Une autonomie supplémentaire des internes est une bonne chose pour ceux qui le souhaitent, mais à condition d’être encadrés si besoin.

-Quelles pistes de solution pour un meilleur respect du temps de travail des internes à l’hôpital préconisez- vous ? Faut-il des sanctions dans les services concernés ?
-  Il y a une responsabilité administrative sur ce point et il faut faire appliquer la loi. Je trouve scandaleux que l’on fasse travailler certains internes 60 ou même 80 heures ! Il doit y avoir davantage de contrôles et d’évaluations et, si nécessaire, je suis favorable à des sanctions. Effectivement, des dépassements importants du temps de travail pourraient conduire au retrait des agréments de postes d’internes ou à des sanctions financières. On peut travailler beaucoup mais intelligemment. J’avais un chef de service qui disait : « si tu pars à 20h, c’est que tu es mal organisé. » C’est parfois vrai. Mais il est vrai aussi que, dans certains services mal organisés, le temps de travail est systématiquement dépassé. Ce n’est pas normal : l’interne est là pour apprendre.

-Comment accélérer les transferts de compétences entre professionnels de santé alors que certains syndicats de médecins s’y opposent ?
-  Quand j’ai travaillé avec les étudiants pour le projet Ma santé 2022, j’ai été très agréablement surprise de voir qu’ils avaient une culture complètement différente de celle de leurs aînés. On va réussir à développer l’interprofessionnalité grâce à eux ! Je crois beaucoup à la redéfinition du métier de médecin. Depuis les années cinquante, rien n’a changé. Les médecins ont autant de tâches à accomplir, avec en plus toutes les tâches administratives et celles liées au développement des nouvelles technologies. Dans le même temps, on a diminué le nombre de médecins.

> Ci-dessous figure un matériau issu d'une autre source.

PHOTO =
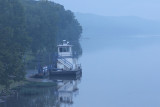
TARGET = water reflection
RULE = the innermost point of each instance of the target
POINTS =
(66, 91)
(61, 95)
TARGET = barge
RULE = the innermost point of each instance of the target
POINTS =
(66, 63)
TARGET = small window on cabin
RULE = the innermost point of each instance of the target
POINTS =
(64, 49)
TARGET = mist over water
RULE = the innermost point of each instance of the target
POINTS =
(120, 72)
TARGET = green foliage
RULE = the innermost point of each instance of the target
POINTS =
(13, 41)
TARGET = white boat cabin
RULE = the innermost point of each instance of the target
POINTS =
(65, 58)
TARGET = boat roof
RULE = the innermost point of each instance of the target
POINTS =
(64, 43)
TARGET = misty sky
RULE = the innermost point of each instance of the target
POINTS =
(142, 8)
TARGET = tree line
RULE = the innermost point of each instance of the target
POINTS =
(29, 28)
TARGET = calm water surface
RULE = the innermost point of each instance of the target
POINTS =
(122, 72)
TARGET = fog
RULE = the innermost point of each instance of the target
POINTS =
(142, 8)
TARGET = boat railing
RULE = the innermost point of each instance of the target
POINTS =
(65, 61)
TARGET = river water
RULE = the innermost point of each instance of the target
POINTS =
(121, 72)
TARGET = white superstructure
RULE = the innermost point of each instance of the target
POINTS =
(65, 59)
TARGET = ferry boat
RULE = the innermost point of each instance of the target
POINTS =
(66, 63)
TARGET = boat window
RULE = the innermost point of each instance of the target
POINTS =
(64, 49)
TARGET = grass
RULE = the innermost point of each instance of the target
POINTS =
(29, 88)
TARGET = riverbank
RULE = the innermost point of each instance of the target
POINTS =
(24, 88)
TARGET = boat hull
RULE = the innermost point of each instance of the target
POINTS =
(66, 73)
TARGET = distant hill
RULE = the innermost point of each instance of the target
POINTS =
(111, 26)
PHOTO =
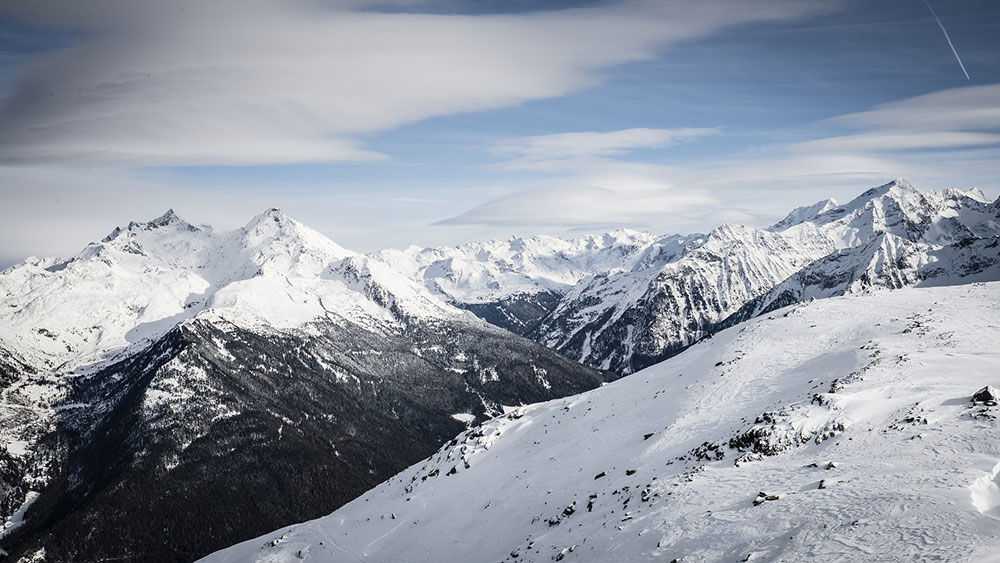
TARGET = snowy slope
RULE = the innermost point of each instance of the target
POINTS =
(891, 236)
(516, 282)
(836, 430)
(142, 280)
(492, 270)
(171, 364)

Dans ma région, après de fortes résistances au début, la délégation de tâches aux infirmiers et aux pharmaciens est devenue une évidence.

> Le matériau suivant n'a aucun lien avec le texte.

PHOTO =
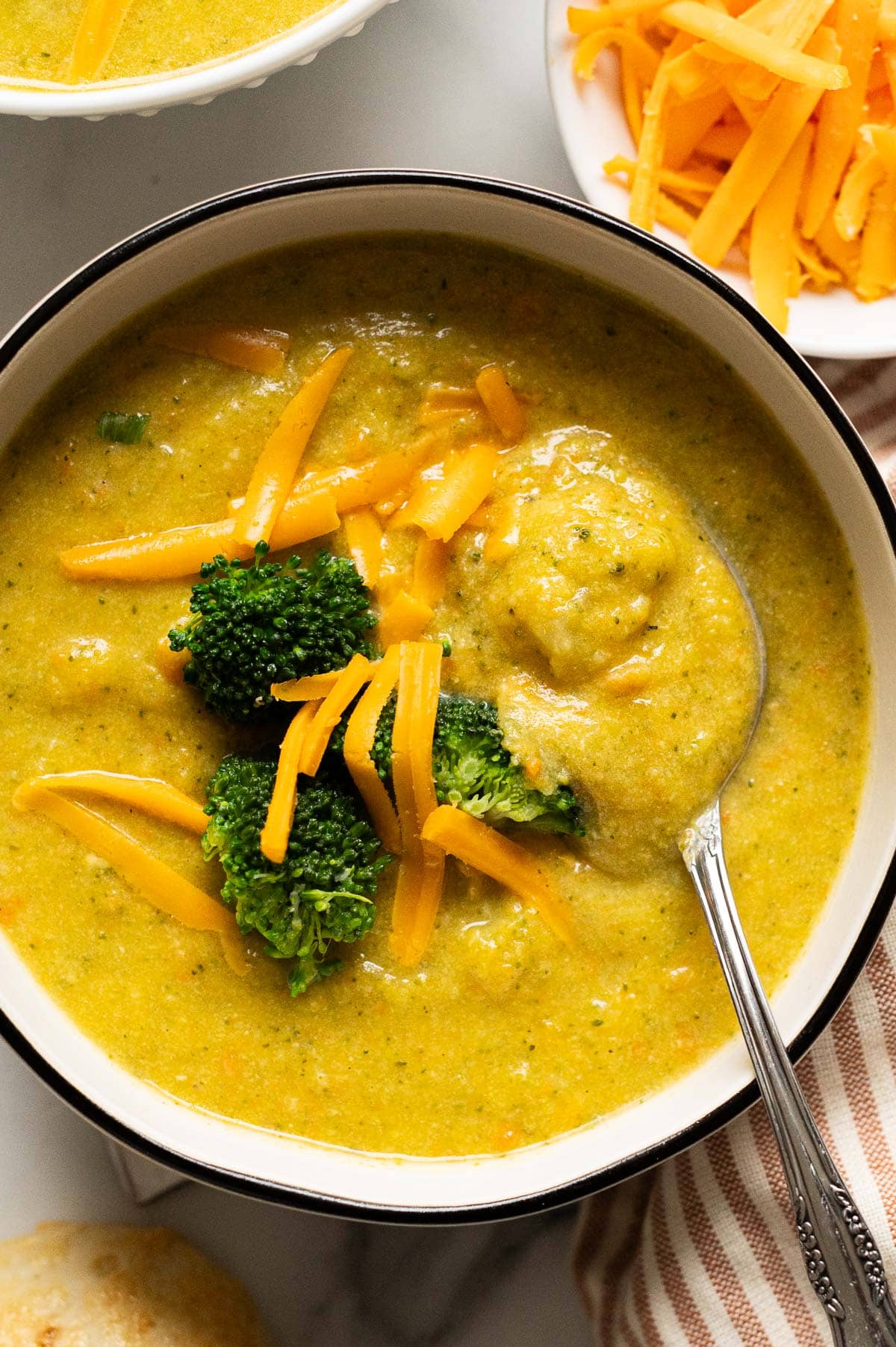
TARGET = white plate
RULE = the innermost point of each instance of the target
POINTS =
(593, 128)
(147, 95)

-Quels conseils donnez-vous aux lycéens qui veulent se lancer dans les études de santé dans les prochaines années, compte-tenu des réformes en cours  ?
-  Beaucoup de parents de lycéens qui entreront en médecine en 2020 avec la réforme me téléphonent affolés… Je leur conseille de s’inscrire dans la filière où ils sont excellents. Si vous êtes très fort en physique, l’idéal est de vous inscrire en faculté de sciences avec une mineure santé. Nous ne savons pas aujourd’hui quelles facultés en dehors de celles de sciences, vont proposer des mineures santé. Cela va sans doute prendre un peu plus de temps. Cela m’étonnerait que dès 2020 des facultés de droit ou d’histoire par exemple proposent des mineures santé. Si vous êtes très bon dans toutes les matières, vous pouvez vous inscrire au portail santé. Le pourcentage d’accès via le portail santé et via les autres filières devrait se répartir autour de 70%-30% ou 60%-40%.

Bio express
-  1998 : concours d’internat à la faculté de médecine de Paris-Necker ;
-  2003 : diplôme de docteur en médecine de la faculté de Tours ;
-  2003- 2017 : médecin rhumatologue au CHR d’Orléans ;
-  2008 : chef de service de rhumatologie du CHR d’Orléans ;
-  2010 : chef de pôle au CHR d’Orléans ;
-  juin 2017 : élue députée de la première circonscription du Loiret, sous l’étiquette « En Marche ! » ;
-  printemps 2018 : en charge du copilotage d’une mission sur la formation des professionnels de santé – Ma Santé 2022 ;
-  septembre 2018 : rejoint la commission des affaires sociales ;
-  février 2019 : nommée corapporteure de la loi Ma santé 2022.